4.2. Remplacement de la compétition par la coopération

Cette modification serait, elle aussi, constatable empiriquement :

‘The establishment of such an ideal (of collective humanity), to which as a fact the historical development of the moral consciousness point, is the goal to which the mind, in its effort to master the conditions of existence necessarily strives, and all the previous stages of mental evolution may be regarded a marking steps in the movement to this end. (Democracy and Reaction 108)’

Hobhouse explique celle-ci, notamment par le fait que ce stade du mouvement réflexif affranchit l’individu de la nature, au sens où l’entendent les darwinistes sociaux. Ainsi, la conscience de soi et le mouvement vers le rationnel soustraient l’homme aux lois figées de l’évolution des espèces animales, c’est-à-dire à la survie des plus forts : « ‘Nous ne devons pas précipitamment présumer de tendances inévitables dans les sociétés humaines, parce que dès lors que la société a conscience de ses tendances, un fait nouveau est introduit’ 120. »

Au contraire, en prenant progressivement conscience de l’unité de l’humanité, l’individu ne peut manquer de remplacer le principe de compétition par celui de la coopération, qui est plus propice à la survie du groupe, d’une part, et qui, d’autre part, reflète la réalité organique. L’histoire de l’humanité rend donc compte de l’émergence et de l’affermissement progressif des deux caractéristiques de l’homme : sa rationalité et sa dimension morale. Il est important de noter que l’auteur constate que toutes deux sont présentes depuis l’origine même de l’homme. En effet, la pensée magique ou superstitieuse, bien qu’irrationnelle, exprime le besoin de sens, tandis que les formes primitives de la religion comportent toujours l’idée d’une rétribution divine du bien et du mal, ce qui traduit l’aspiration à la justice. Au fur et à mesure du développement, ces tendances s’incarnent dans le réel, dans ce qui équivaut finalement à une réalisation de l’individu grâce au progrès. C’est donc, à nouveau, au moyen de l’analyse sociologique que Hobhouse fait apparaître l’individu accompli comme un être moral et rationnel, qui est à l’opposé de la conception des évolutionnistes, qui décrivent l’homme dans une relation de concurrence avec autrui, dans laquelle se joue sa survie. En paraphrasant la théorie de ces derniers, il conclut que les individus les plus aptes à la vie sont ceux qui sont « aptes moralement »121, (morally fit) parce qu’ils permettent le développement de la coopération dans la société. On retrouve ici la méthode hobhousienne typique qui consiste à donner une légitimité scientifique à des arguments moraux voire, en l’occurrence, à la morale elle-même. L’auteur s’empresse d’ailleurs de se justifier à cet égard. Il réfute, en effet, l’idée d’un amalgame en affirmant avoir à l’esprit la distinction entre la science sociale et la philosophie sociale, mais prétend que la conjonction est donnée dans la réalité :

‘Analysing a society as an existent fact, we find in it a co-operative principle.
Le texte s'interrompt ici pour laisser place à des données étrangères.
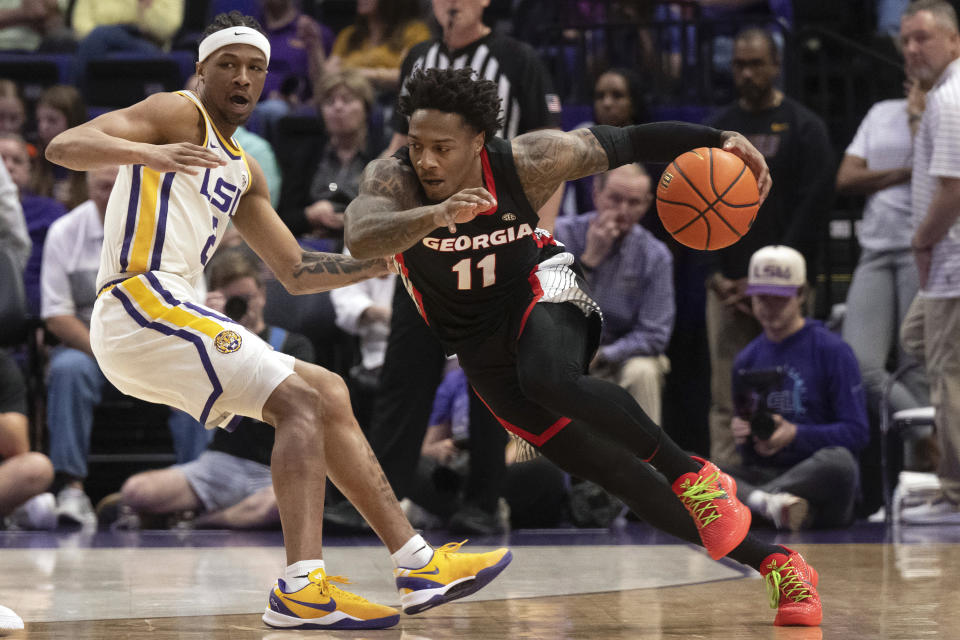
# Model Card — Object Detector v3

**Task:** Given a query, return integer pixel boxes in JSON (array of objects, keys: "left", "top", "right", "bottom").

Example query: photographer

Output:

Analysing the good as a system of values, we again find the co-operative principle. So far there is coincidence. (SD 93)’
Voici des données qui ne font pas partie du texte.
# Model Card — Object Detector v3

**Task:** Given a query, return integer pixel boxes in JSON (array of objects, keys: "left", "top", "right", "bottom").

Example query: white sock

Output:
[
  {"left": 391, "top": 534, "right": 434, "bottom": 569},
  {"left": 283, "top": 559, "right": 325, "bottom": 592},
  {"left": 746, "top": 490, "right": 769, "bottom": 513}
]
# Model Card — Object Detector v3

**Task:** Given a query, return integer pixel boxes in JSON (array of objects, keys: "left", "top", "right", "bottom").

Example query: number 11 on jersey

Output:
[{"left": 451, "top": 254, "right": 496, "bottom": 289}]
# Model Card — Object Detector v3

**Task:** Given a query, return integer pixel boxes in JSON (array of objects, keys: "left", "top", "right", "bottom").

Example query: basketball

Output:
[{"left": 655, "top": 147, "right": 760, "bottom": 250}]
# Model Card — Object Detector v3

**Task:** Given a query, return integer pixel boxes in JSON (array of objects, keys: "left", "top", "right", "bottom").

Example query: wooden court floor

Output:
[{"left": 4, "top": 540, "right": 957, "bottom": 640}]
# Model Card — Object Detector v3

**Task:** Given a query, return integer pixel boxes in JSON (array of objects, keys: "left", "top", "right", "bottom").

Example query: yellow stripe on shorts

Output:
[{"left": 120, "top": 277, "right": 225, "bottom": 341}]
De plus, l’évaluation du développement selon des critères moraux, est présentée comme faisant partie intégrante du rôle du sociologue :

‘Ethics ought legitimately to come into sociology at a certain stage. For if we treat sociology as an investigation into human development, the supreme question will be, ‘What is the tendency of that development ? Is there a lower and a higher in it ? Is evolution a process making for the betterment, perfection and happiness of mankind, or a mere grinding out of the mechanical mill of existence of forms of life, one no better than another, the outcome of blind forces, and destitute of any characteristics which can fill us with hope for the future of society?’ That question is always before us. It must be in the back of our minds, if not in the front of our minds. But before we can answer, or even ask this question in a scientific spirit, we must know what we mean by higher or lower; and for this purpose we must have a philosophically thought-out standard of value as a test by which we can appraise the different stages of evolution. In that sense, then... ethics is necessary to sociology122.’

Notes
120.

 SE p. 16 : « We are not hastily to assume inevitable tendencies in human societies, because the moment that society is aware of its tendencies a new fact is introduced. »

121.

 Collini LS p. 173.

122.

 Collini LS p. 206, citant Hobhouse « in a discussion of 1904 ».